El exceso de mimo no sólo mantiene a los niños sobreexcitados e hiperactivos sino sobre todo angustiados; en ocasiones, la madre en su comprensible afán de satisfacer todas las necesidades de su hijo ignora que en realidad esa atención exclusiva asfixia el crecimiento del niño, porque para entrar en el campo del deseo social, que se presenta como deseo de estudiar, de dibujar, de cantar ….,es necesario ver a otros desear, y no sólo eso, ver a otros desear a otro, que no es uno mismo.
La formula psicoanalítica “se desean deseos” destaca que el hacer humano no es del orden de la imitación, hago lo que veo hacer, como le ocurre a los perros, por ejemplo, sino del orden del desear, deseo aquello que en el otro es deseo y deseo aquello que atribuyo al otro que desea de mi.
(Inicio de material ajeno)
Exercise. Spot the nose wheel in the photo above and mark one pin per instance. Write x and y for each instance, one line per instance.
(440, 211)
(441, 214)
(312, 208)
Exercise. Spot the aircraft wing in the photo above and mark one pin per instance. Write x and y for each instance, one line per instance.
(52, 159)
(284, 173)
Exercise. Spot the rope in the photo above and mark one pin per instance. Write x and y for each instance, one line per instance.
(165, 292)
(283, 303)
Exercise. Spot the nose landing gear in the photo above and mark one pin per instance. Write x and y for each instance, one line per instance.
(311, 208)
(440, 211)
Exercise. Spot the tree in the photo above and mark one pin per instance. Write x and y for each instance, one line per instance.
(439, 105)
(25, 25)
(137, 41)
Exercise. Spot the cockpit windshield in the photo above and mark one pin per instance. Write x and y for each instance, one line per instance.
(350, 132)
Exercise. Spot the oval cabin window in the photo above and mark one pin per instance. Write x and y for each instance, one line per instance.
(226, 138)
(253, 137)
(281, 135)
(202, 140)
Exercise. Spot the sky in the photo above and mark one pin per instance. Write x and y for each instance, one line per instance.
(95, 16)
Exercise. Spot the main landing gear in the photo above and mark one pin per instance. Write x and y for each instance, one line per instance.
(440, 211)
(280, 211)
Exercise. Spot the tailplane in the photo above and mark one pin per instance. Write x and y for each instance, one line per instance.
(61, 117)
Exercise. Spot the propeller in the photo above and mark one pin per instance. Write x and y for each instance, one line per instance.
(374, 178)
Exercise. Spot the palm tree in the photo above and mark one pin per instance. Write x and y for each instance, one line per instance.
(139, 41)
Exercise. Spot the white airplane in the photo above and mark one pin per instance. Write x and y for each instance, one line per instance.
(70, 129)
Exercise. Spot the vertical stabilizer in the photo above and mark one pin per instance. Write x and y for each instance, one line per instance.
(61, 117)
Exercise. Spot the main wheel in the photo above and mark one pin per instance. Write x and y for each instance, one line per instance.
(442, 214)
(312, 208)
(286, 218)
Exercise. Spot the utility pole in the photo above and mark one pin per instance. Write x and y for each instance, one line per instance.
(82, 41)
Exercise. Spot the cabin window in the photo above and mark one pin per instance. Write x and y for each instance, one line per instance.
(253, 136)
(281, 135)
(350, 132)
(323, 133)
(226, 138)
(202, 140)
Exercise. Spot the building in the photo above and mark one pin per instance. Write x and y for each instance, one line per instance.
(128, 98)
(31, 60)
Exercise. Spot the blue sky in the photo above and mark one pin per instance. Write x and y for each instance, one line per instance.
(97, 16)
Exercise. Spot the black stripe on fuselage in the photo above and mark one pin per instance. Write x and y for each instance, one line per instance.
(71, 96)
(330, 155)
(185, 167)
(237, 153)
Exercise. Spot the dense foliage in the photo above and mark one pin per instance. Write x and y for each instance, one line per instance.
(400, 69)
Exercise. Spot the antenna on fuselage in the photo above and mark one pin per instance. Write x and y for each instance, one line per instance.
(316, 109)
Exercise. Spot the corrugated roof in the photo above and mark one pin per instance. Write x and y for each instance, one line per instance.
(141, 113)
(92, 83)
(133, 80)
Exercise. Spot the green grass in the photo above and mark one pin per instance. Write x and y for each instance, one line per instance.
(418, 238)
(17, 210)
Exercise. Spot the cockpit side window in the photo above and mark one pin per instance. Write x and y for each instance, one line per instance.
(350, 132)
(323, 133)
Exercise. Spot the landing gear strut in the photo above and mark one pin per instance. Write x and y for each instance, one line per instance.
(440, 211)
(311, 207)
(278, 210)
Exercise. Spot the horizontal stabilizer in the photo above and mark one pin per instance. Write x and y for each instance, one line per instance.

El deseo está siempre sujeto a la angustia de lo desconocido, de no poder avanzar sino en la incertidumbre de no tener una imagen de mi, o sea, de no saber quién soy, hasta después del acto.
La angustia debe ser instante, pasaje, una tensión que me muestra por dónde circula mi deseo y me exige una espera ocupada en hacer las tareas del momento.
Toda permanencia en la angustia es un síntoma de un complejo inconsciente donde uno ha quedado atrapado y el psicoanálisis, si uno accede, puede ayudarlo.